Easily the best answer here, I think the people who think it will work “just like Reddit” are unfamiliar with federation still, and aren’t used to thinking things through in those terms.

Not to mention that Google results in general have been pretty trash for a couple years now. I don’t expect fediverse content to be prominent for some time unless there is a dedicated service that indexes everything.

fizzym4d@lemmy.fmhy.ml · 1 year ago

Your “off-topic” sounded pretty cool to me! I love that that is something anyone can do when hosting a lemmy instance. You get to choose if it’s searchable on the web! Obviously there are search engines which ignore the no scraping/indexing header, but the rest of what you did should counteract that, noice.

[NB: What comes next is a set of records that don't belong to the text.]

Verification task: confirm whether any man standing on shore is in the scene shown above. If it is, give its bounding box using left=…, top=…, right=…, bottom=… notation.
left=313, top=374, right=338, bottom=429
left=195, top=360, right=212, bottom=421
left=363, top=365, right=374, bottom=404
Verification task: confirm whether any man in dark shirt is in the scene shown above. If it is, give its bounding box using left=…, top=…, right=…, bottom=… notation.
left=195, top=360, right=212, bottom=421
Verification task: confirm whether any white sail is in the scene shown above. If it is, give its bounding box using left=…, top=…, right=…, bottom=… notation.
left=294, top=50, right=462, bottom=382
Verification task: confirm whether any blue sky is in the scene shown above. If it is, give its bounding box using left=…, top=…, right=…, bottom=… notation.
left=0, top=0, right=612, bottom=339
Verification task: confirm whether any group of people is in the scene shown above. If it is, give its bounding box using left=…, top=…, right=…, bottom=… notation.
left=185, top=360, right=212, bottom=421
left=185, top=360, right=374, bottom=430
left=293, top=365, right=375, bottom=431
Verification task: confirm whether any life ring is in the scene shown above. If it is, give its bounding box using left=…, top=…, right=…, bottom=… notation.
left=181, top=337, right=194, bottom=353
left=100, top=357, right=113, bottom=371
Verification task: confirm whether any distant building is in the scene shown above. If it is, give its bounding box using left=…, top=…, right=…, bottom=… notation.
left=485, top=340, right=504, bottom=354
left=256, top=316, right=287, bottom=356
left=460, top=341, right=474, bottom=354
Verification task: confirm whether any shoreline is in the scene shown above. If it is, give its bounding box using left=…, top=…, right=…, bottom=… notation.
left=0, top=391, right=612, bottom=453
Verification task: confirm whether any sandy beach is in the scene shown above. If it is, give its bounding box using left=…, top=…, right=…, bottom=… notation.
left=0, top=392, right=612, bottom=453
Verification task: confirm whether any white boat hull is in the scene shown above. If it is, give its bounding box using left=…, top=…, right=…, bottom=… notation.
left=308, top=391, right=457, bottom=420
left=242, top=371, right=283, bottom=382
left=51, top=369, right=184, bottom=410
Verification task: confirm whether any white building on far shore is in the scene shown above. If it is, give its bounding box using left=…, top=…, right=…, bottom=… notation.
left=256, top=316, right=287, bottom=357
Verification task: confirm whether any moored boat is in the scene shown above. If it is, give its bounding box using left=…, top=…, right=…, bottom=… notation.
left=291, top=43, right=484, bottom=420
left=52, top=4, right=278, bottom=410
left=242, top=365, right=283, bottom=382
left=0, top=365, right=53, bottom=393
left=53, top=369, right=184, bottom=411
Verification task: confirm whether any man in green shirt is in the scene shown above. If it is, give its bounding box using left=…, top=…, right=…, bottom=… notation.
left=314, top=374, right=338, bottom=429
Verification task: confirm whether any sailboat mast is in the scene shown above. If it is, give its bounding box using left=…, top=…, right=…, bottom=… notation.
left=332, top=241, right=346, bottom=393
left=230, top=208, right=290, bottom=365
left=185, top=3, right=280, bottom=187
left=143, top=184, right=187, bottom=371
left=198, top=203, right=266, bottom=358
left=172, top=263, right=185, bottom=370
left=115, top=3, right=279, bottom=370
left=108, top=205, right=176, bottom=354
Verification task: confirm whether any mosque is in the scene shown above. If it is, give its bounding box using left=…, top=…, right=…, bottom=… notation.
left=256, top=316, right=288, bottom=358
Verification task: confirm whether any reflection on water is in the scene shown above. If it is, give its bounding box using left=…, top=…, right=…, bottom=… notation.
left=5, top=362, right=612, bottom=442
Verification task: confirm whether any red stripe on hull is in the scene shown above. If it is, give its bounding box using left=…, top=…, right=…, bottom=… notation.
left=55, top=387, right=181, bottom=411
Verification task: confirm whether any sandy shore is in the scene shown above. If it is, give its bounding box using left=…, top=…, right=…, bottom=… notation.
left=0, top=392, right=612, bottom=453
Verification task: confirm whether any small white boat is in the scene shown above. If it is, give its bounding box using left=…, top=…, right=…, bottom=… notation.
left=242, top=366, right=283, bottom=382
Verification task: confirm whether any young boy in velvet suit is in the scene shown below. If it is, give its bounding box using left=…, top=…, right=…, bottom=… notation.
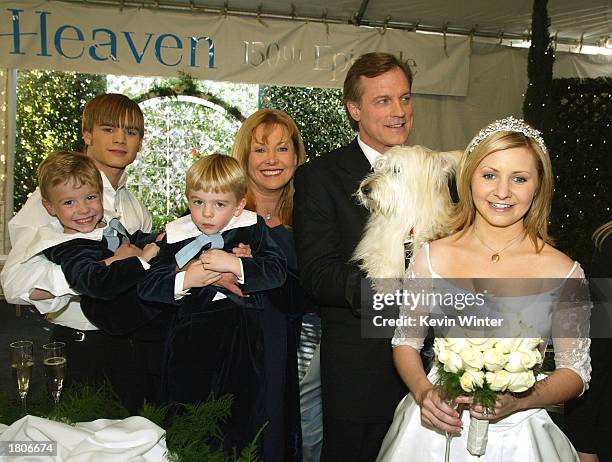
left=21, top=151, right=159, bottom=412
left=138, top=154, right=286, bottom=448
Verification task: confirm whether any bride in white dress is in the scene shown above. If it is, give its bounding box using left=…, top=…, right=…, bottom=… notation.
left=377, top=118, right=591, bottom=462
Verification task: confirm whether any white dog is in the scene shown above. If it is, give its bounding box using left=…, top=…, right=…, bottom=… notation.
left=352, top=146, right=461, bottom=278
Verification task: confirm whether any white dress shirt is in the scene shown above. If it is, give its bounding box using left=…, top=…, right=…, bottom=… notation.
left=0, top=172, right=152, bottom=330
left=357, top=135, right=381, bottom=166
left=166, top=210, right=257, bottom=301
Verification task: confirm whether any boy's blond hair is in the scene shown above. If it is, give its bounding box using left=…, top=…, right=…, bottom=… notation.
left=38, top=151, right=103, bottom=201
left=185, top=154, right=247, bottom=201
left=81, top=93, right=144, bottom=138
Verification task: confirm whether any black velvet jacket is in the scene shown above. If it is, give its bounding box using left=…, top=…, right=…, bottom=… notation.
left=138, top=217, right=287, bottom=450
left=43, top=231, right=160, bottom=335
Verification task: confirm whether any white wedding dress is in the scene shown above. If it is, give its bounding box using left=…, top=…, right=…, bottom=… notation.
left=376, top=245, right=591, bottom=462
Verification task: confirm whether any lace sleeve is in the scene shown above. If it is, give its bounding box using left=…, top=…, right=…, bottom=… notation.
left=391, top=244, right=432, bottom=351
left=552, top=266, right=593, bottom=394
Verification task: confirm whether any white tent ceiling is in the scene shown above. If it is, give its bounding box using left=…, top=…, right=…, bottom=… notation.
left=66, top=0, right=612, bottom=47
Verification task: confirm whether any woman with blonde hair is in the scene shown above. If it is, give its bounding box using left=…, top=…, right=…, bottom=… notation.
left=564, top=221, right=612, bottom=462
left=377, top=117, right=591, bottom=462
left=232, top=109, right=321, bottom=462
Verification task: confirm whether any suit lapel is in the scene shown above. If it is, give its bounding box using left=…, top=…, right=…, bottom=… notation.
left=337, top=138, right=371, bottom=213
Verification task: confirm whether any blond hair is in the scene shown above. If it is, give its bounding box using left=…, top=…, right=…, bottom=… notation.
left=232, top=109, right=306, bottom=226
left=452, top=131, right=554, bottom=252
left=593, top=221, right=612, bottom=250
left=38, top=151, right=103, bottom=201
left=185, top=154, right=247, bottom=201
left=81, top=93, right=144, bottom=138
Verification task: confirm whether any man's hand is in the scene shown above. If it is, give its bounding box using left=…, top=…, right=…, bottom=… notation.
left=232, top=243, right=253, bottom=258
left=200, top=249, right=242, bottom=277
left=183, top=260, right=221, bottom=290
left=115, top=240, right=142, bottom=260
left=213, top=273, right=245, bottom=297
left=30, top=289, right=55, bottom=300
left=140, top=242, right=159, bottom=262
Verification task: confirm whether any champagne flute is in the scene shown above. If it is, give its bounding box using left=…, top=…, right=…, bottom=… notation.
left=441, top=393, right=463, bottom=462
left=9, top=340, right=34, bottom=415
left=43, top=342, right=66, bottom=410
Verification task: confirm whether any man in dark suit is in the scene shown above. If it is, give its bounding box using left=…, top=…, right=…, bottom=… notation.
left=293, top=53, right=412, bottom=462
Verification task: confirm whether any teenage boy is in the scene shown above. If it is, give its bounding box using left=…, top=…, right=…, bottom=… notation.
left=0, top=94, right=154, bottom=412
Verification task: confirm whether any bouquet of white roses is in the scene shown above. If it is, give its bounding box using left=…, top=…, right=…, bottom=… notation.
left=433, top=338, right=543, bottom=456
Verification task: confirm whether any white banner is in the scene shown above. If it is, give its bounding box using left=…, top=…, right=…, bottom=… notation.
left=0, top=0, right=470, bottom=96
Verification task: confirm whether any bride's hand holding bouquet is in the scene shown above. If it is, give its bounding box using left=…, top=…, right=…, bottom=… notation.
left=434, top=338, right=542, bottom=455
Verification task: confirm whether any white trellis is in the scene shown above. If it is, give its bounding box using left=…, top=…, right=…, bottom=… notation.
left=128, top=95, right=240, bottom=226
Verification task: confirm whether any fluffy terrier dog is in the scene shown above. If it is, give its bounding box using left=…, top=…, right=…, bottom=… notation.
left=352, top=146, right=461, bottom=278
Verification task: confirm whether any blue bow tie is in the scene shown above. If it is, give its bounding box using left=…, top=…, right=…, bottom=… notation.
left=174, top=233, right=224, bottom=268
left=102, top=218, right=128, bottom=252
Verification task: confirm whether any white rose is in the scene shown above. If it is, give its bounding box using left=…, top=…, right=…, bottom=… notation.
left=485, top=369, right=510, bottom=391
left=508, top=371, right=535, bottom=393
left=519, top=347, right=542, bottom=369
left=495, top=337, right=523, bottom=353
left=467, top=338, right=497, bottom=351
left=482, top=347, right=508, bottom=371
left=519, top=337, right=542, bottom=350
left=446, top=338, right=470, bottom=353
left=433, top=338, right=448, bottom=357
left=460, top=348, right=484, bottom=371
left=438, top=350, right=463, bottom=374
left=459, top=370, right=484, bottom=393
left=504, top=350, right=541, bottom=372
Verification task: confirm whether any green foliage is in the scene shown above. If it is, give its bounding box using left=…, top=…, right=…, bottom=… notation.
left=260, top=86, right=355, bottom=158
left=0, top=383, right=129, bottom=425
left=540, top=78, right=612, bottom=268
left=523, top=0, right=612, bottom=268
left=436, top=363, right=497, bottom=409
left=48, top=383, right=130, bottom=423
left=0, top=384, right=265, bottom=462
left=523, top=0, right=555, bottom=129
left=14, top=70, right=106, bottom=210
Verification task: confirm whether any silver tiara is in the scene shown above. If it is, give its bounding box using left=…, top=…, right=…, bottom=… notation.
left=468, top=116, right=548, bottom=153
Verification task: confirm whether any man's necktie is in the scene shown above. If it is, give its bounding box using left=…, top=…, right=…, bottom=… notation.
left=174, top=233, right=224, bottom=268
left=102, top=218, right=128, bottom=252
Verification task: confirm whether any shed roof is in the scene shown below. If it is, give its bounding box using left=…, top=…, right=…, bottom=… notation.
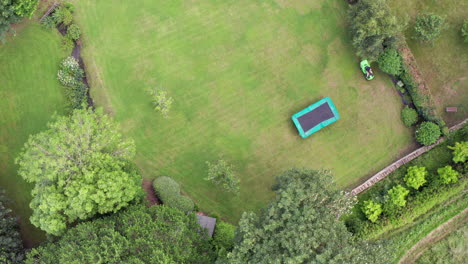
left=197, top=215, right=216, bottom=237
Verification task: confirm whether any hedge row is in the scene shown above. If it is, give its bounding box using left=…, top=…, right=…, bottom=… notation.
left=345, top=125, right=468, bottom=238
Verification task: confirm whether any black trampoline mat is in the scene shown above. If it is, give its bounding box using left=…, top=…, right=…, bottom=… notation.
left=297, top=102, right=335, bottom=132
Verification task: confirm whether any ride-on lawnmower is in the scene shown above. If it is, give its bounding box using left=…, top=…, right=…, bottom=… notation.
left=361, top=60, right=374, bottom=81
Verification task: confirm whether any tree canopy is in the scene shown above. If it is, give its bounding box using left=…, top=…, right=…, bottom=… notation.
left=26, top=205, right=213, bottom=264
left=17, top=109, right=142, bottom=235
left=0, top=190, right=24, bottom=264
left=228, top=169, right=388, bottom=264
left=348, top=0, right=403, bottom=61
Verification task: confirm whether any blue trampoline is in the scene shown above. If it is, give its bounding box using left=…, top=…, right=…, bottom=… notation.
left=292, top=97, right=340, bottom=138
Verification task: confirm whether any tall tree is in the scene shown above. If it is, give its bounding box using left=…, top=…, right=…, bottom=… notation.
left=17, top=109, right=142, bottom=235
left=228, top=169, right=388, bottom=264
left=26, top=205, right=213, bottom=264
left=348, top=0, right=403, bottom=61
left=0, top=190, right=24, bottom=264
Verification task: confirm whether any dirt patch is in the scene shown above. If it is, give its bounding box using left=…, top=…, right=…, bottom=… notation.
left=141, top=179, right=161, bottom=206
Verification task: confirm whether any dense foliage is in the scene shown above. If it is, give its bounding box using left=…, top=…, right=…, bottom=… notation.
left=416, top=122, right=440, bottom=146
left=205, top=159, right=240, bottom=194
left=414, top=14, right=445, bottom=42
left=388, top=185, right=409, bottom=207
left=461, top=19, right=468, bottom=42
left=57, top=56, right=88, bottom=109
left=26, top=205, right=213, bottom=264
left=377, top=49, right=402, bottom=75
left=67, top=24, right=81, bottom=40
left=361, top=200, right=382, bottom=222
left=404, top=166, right=427, bottom=190
left=348, top=0, right=402, bottom=61
left=437, top=165, right=459, bottom=184
left=401, top=106, right=419, bottom=127
left=17, top=109, right=141, bottom=235
left=153, top=176, right=194, bottom=212
left=0, top=0, right=20, bottom=42
left=0, top=190, right=24, bottom=264
left=228, top=169, right=388, bottom=264
left=148, top=88, right=173, bottom=118
left=449, top=141, right=468, bottom=163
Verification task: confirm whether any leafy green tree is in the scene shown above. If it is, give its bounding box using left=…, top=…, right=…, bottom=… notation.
left=404, top=166, right=427, bottom=190
left=388, top=184, right=409, bottom=207
left=16, top=108, right=142, bottom=235
left=205, top=159, right=240, bottom=194
left=26, top=205, right=213, bottom=264
left=15, top=0, right=39, bottom=18
left=377, top=49, right=402, bottom=75
left=437, top=165, right=459, bottom=184
left=448, top=141, right=468, bottom=163
left=153, top=176, right=195, bottom=212
left=348, top=0, right=403, bottom=61
left=414, top=14, right=445, bottom=42
left=361, top=200, right=382, bottom=223
left=401, top=106, right=419, bottom=127
left=211, top=220, right=236, bottom=262
left=148, top=88, right=173, bottom=118
left=461, top=19, right=468, bottom=42
left=0, top=0, right=21, bottom=42
left=0, top=190, right=24, bottom=264
left=416, top=121, right=441, bottom=146
left=228, top=169, right=389, bottom=264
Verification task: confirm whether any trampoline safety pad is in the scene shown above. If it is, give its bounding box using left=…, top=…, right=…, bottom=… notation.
left=292, top=97, right=340, bottom=138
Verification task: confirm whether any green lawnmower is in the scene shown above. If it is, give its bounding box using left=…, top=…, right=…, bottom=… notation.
left=361, top=60, right=374, bottom=81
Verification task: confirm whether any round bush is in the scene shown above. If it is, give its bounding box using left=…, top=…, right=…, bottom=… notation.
left=377, top=49, right=402, bottom=75
left=416, top=122, right=440, bottom=146
left=67, top=24, right=81, bottom=40
left=401, top=106, right=418, bottom=127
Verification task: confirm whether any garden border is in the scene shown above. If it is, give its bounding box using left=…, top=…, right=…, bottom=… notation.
left=351, top=119, right=468, bottom=195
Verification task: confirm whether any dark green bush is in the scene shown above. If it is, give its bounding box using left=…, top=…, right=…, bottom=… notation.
left=67, top=24, right=81, bottom=40
left=401, top=106, right=419, bottom=127
left=52, top=6, right=73, bottom=26
left=377, top=49, right=402, bottom=75
left=461, top=19, right=468, bottom=42
left=414, top=14, right=445, bottom=42
left=416, top=121, right=441, bottom=146
left=153, top=176, right=195, bottom=212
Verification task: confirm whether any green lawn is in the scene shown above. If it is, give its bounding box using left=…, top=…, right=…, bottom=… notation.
left=0, top=22, right=66, bottom=246
left=75, top=0, right=412, bottom=222
left=387, top=0, right=468, bottom=125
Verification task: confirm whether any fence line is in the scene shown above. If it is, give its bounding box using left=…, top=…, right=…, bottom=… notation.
left=351, top=119, right=468, bottom=195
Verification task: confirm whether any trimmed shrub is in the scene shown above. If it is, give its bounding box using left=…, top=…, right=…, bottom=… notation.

wpuckering@lm.williampuckering.com · edit-2 1 year ago

Yeah, if you’re running something yourself, you can do pretty much whatever you want in order to protect it. Especially if it’s behind a reverse proxy. Firewalls are great for protecting ports, but reverse proxies can be their own form of protection, and I don’t think a lot of people associate them with “protection” so much. Why expose paths (unauthenticated) that don’t need to be? For instance, in my case with my Lemmy instance, all any other instance needs is access to the /api path which I leave open. And all the other paths are behind basic authentication which I can access, so I can still use the Lemmy web interface on my own instance if I want to. But if I don’t want others browsing to my instance to see what communities have been added, or I don’t want to give someone an easy glance into what comments or posts my profile has made across all instances (for a little more privacy), then I can simply hide that behind the curtain without losing any functionality.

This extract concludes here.